Vemos, assim, uma organização do seu discurso para um afastamento de organizações econômicas, baseando o seu pensamento em uma ótica claramente estruturada em um desempenho relacional simples. Há uma exclusão tanto de políticas de inclusão, como do enfoque em experiências passadas, organizando assim toda a estrutura de contratação do estado no tal desempenho relacional simples. Esse esquecimento do cerne das relações econômicas na sociedade é essencial para uma reprodução de uma ideia que as organizações de poder são baseadas em um desinteresse. Como nos diz o sociólogo Jessé Souza:

A ideologia mais bem-sucedida é precisamente aquela que não precisa de palavras e que se mantém a partir do silêncio cúmplice e sistemas auto- regulados que produzem, sob máscaras de igualdade formal e da ideologia do talento meritocrático, a “sociodicéia dos próprios privilégios” das classes dominantes. (SOUZA, 2003, p.50)

A forte relação com essa sociediceia do mérito é entendida como uma maneira de busca por uma conservação dos seus privilégios de classe.
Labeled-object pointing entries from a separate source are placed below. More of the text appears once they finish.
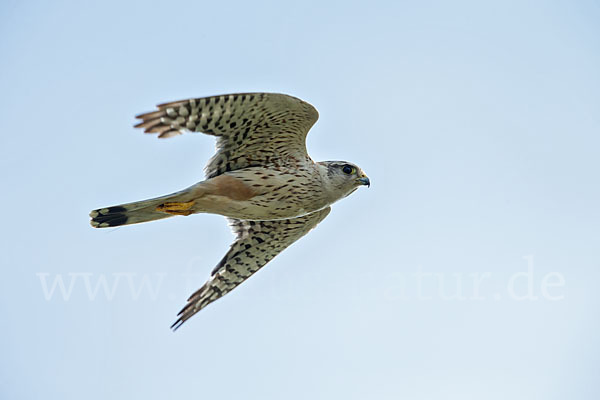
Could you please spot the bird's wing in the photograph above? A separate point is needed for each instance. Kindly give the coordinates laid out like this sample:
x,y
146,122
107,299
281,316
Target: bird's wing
x,y
256,244
252,129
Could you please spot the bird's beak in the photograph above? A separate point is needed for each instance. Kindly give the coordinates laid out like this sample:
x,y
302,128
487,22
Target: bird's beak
x,y
364,181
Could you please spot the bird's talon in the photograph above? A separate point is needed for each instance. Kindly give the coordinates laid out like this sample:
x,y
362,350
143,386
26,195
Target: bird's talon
x,y
176,208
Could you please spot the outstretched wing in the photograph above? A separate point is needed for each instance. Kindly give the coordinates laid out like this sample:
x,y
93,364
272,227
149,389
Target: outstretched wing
x,y
256,244
252,129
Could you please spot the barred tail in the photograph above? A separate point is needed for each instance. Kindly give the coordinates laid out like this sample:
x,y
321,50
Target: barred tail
x,y
131,213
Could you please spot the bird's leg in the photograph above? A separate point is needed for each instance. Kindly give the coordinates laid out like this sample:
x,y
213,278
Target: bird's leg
x,y
176,208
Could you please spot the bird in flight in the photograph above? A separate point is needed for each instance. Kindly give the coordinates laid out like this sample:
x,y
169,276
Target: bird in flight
x,y
261,178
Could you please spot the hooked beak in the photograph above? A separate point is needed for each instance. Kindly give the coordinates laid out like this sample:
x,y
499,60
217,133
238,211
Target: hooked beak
x,y
364,181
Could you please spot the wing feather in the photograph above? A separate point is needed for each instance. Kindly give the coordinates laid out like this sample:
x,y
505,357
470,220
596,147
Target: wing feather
x,y
257,242
252,129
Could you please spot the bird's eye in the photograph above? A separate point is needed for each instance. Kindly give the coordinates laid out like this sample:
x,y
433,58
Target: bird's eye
x,y
348,170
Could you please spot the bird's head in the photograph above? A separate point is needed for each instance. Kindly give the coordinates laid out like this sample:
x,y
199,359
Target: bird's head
x,y
342,177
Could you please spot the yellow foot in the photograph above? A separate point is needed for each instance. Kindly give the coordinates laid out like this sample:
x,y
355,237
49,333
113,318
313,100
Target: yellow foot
x,y
176,208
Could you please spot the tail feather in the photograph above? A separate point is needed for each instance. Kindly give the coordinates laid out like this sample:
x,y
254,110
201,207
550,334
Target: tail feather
x,y
131,213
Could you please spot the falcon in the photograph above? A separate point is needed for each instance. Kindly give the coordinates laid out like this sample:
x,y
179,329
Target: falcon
x,y
261,178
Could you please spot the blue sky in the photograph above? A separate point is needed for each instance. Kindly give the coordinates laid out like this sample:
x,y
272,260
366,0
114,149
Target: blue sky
x,y
468,270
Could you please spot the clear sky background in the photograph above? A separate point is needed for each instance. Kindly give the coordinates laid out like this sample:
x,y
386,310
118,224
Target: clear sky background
x,y
469,269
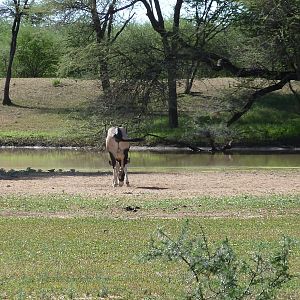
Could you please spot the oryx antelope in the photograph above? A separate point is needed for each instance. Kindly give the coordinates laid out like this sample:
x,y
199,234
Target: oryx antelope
x,y
117,145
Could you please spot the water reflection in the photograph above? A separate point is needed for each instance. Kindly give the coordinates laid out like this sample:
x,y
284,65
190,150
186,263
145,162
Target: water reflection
x,y
91,160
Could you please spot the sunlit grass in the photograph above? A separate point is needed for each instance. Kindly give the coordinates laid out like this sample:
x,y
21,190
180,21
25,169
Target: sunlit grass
x,y
80,256
86,205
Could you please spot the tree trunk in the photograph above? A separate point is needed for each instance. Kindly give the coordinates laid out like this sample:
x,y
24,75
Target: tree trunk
x,y
104,76
172,92
191,77
13,47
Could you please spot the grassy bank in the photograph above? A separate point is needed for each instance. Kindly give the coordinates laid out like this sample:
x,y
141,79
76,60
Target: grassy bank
x,y
75,247
68,114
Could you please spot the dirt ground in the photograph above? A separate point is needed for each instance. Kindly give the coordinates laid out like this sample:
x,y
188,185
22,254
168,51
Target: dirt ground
x,y
159,185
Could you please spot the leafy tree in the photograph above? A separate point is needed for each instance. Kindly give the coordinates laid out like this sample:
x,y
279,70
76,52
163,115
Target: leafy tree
x,y
38,53
101,14
4,47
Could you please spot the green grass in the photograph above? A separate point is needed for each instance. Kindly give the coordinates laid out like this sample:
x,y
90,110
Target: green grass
x,y
79,204
75,257
79,247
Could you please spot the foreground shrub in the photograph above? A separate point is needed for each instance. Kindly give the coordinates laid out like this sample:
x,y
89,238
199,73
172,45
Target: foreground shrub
x,y
218,273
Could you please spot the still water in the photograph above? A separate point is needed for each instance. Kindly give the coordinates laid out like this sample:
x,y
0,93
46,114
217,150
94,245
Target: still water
x,y
44,159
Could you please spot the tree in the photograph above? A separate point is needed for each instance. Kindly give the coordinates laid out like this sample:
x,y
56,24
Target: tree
x,y
38,53
206,20
101,15
170,42
17,10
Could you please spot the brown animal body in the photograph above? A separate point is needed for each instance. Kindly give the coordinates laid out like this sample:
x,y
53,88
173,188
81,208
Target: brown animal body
x,y
117,145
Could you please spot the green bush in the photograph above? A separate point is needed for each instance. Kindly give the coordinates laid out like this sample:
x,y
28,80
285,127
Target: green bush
x,y
217,271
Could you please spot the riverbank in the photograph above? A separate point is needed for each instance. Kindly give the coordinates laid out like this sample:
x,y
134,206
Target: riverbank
x,y
68,115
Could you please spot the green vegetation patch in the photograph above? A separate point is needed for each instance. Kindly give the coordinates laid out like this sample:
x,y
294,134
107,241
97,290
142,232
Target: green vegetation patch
x,y
80,204
43,257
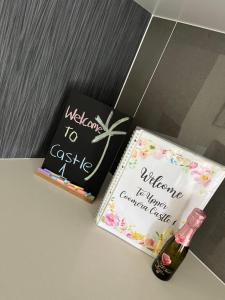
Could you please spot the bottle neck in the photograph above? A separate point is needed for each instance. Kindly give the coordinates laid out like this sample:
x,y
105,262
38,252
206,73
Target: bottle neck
x,y
184,235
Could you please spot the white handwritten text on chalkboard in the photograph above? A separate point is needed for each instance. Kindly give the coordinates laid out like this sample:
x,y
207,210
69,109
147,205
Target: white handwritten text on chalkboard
x,y
82,119
70,158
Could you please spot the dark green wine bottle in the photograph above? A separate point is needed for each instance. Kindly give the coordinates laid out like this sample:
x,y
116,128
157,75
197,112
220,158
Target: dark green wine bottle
x,y
175,249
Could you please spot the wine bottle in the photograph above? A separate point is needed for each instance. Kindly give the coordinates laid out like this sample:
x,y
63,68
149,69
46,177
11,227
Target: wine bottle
x,y
175,249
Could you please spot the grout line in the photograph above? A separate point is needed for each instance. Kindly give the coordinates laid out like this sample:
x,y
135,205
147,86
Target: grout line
x,y
219,279
155,69
139,47
190,24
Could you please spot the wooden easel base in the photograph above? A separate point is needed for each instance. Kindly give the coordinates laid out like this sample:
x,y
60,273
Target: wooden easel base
x,y
64,184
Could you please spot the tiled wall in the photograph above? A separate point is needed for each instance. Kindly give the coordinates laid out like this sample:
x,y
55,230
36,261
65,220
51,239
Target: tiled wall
x,y
46,45
177,88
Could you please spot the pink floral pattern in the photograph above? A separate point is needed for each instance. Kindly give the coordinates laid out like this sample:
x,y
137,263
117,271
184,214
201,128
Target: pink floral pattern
x,y
111,219
146,148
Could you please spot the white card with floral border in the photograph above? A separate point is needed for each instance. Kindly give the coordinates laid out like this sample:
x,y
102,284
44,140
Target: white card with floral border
x,y
155,187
Nada mais justo, dentro desta linha de

pensamento, do que cobrar unicamente de provas objetivas a ascensão ao cargo público, uma vez que as classes médias e dominantes são as maiores detentoras de tempo livre como forma de investimento e capitalização cultural. A raiz econômica da distinção social se torna invisível, sendo pensadas por critérios baseados somente em desempenho (SOUZA, 2003). O merecimento baseado em critérios duramente objetivos acaba por deslocar uma série de conhecimentos e experiência de uma parcela da sociedade que poderiam ser ressignificados em um ambiente de trabalho público. O habitus é uma “virtude feita necessidade”, porém, dentro de nossa sociedade, existem virtudes e virtudes. A virtude dos dominados é sempre rodeada de um caráter de ambiguidade (SOUZA, 2003), que não pode ser contemplada por um sistema meritocrático do serviço público nacional.